Monday, November 10, 2008
What To Do With Graffiti
A few weeks ago I wrote about the success of council's first 'town hall' meeting. You might remember that the first question posed to council that night was about graffiti... specifically if it was possible to create a program to engage, let's call them "street artists" to produce public murals rather than having them defacing private property.
Well, at this morning's Protective Services Committee meeting there was some follow up on the graffiti issue. Alderman Alex Gustafson has asked to have an item added to the agenda to discuss the issue. Although Alex wasn't there to speak to it we did get some helpful information from administration and asked them to develop a program for our consideration.

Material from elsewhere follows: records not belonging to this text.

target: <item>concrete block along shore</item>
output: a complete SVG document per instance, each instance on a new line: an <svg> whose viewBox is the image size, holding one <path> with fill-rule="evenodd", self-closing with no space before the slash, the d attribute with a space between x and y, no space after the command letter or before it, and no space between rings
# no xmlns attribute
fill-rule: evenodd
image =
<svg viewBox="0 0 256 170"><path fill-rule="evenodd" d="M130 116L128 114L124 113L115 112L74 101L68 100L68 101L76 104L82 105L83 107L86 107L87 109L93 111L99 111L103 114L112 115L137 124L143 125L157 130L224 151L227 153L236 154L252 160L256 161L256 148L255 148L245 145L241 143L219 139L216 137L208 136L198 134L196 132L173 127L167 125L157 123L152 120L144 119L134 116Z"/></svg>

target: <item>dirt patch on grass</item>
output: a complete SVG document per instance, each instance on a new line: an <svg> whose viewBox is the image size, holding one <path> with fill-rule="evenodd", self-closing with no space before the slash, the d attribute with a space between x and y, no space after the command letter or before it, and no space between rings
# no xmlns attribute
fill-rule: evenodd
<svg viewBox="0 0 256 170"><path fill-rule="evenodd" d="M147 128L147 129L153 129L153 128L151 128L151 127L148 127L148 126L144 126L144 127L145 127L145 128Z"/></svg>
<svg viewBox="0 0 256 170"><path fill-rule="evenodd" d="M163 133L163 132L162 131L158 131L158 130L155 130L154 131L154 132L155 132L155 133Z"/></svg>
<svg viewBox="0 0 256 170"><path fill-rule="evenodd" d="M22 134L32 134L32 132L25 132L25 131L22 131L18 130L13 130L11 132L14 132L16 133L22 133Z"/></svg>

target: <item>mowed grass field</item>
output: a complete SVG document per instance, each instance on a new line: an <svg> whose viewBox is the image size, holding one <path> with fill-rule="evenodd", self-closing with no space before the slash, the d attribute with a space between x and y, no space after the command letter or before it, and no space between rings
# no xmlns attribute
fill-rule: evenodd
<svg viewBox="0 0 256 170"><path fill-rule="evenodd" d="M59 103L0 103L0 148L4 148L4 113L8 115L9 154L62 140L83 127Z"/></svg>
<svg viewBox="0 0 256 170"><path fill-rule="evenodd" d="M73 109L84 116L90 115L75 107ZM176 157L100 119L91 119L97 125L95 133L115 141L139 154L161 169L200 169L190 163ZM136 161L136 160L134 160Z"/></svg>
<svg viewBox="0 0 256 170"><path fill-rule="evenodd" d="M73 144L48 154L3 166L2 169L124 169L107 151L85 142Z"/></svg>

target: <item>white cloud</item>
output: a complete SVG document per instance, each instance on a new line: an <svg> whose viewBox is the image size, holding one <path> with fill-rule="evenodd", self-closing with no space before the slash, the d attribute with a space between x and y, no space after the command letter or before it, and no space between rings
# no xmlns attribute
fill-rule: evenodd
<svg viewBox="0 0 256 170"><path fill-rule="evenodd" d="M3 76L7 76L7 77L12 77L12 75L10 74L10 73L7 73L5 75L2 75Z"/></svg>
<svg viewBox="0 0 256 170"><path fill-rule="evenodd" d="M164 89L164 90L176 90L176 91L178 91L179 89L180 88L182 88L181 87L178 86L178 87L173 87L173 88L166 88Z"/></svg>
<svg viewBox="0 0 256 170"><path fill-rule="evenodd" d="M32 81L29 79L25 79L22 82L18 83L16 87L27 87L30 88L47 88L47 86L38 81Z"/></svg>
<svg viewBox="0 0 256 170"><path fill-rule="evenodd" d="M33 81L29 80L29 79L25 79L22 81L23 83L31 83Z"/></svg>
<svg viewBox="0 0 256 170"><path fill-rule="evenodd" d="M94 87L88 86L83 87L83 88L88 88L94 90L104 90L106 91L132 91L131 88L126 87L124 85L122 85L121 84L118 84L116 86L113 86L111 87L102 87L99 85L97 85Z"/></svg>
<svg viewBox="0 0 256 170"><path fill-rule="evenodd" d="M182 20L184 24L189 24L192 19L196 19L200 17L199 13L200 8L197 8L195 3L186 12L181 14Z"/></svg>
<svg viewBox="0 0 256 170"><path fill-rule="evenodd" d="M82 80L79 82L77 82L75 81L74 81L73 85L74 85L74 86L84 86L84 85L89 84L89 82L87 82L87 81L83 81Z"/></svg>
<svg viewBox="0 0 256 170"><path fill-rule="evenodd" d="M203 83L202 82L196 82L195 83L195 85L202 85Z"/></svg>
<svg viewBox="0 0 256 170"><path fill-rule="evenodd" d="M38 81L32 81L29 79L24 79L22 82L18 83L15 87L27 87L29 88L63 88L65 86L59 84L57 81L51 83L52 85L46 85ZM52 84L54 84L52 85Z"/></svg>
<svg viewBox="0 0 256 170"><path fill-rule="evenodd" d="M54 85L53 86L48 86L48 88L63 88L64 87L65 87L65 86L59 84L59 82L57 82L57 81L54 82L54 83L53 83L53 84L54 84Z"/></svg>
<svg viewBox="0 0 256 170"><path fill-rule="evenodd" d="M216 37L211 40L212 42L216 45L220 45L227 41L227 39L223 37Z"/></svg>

Karen Garipey with Community Crime Prevention provided information on the efforts currently underway to reduce the impact of graffiti. The key concept for reducing graffiti is a three point procedure:
Record It - Take a picture of the graffiti as soon as it's identified.
Report It - Report all incidents of damage to your property by calling the local RCMP detachment at 780-830-5700.
Remove It - Remove graffiti from your property as quickly as possible. The faster and more frequently graffiti is cleaned up, the less it appears. If you remove graffiti within 24 Hours - there is a 10% chance it will reappear. But if you wait 2 weeks to remove it there is a 100% chance it will reappear.
The best solution is to remove it immediately whenever it appears. Eventually the vandals will give up.
As a part of the effort to clean up the community Crime Prevention (in partnership with the Chamber of Commerce and the DownTown Association) have clean up kits available. The kits provide everything a property owner needs to wipe out the graffiti (aside from the paint - you'll have to match your own). They also have a great Idea Book (downloadable PFD here) that includes facts about graffiti, suggestions on how to set up your own graffiti wipe out day, and contact info on where to get the clean up kits. Find out more about the program on the Crime Prevention "Graffiti Wipe-Out" page.
So, the efforts to wipe out graffiti are obviously well underway but that still left the question of how to direct these "creative urges" in a more positive manor. I suggested that what is really needed is a program where the city (in partnership with building owners) specifically sanctions graffiti on certain walls. Hopefully we'd be able to give the "street artists" a place to express themselves while working within some content ground rules. I can't see any harm in at least trying to provide a positive option for those who are currently working on the wrong side of the law. The committee agreed and asked admin to develop a concept for such a program and report back at a future meeting.
Maybe one day we'll be able to help graffiti move past it's current status as vandalism to more of a kind of "urban art". Providing space for it is just one challenge, the next is finding those truly creative artists who have something to say and the skills to say it well.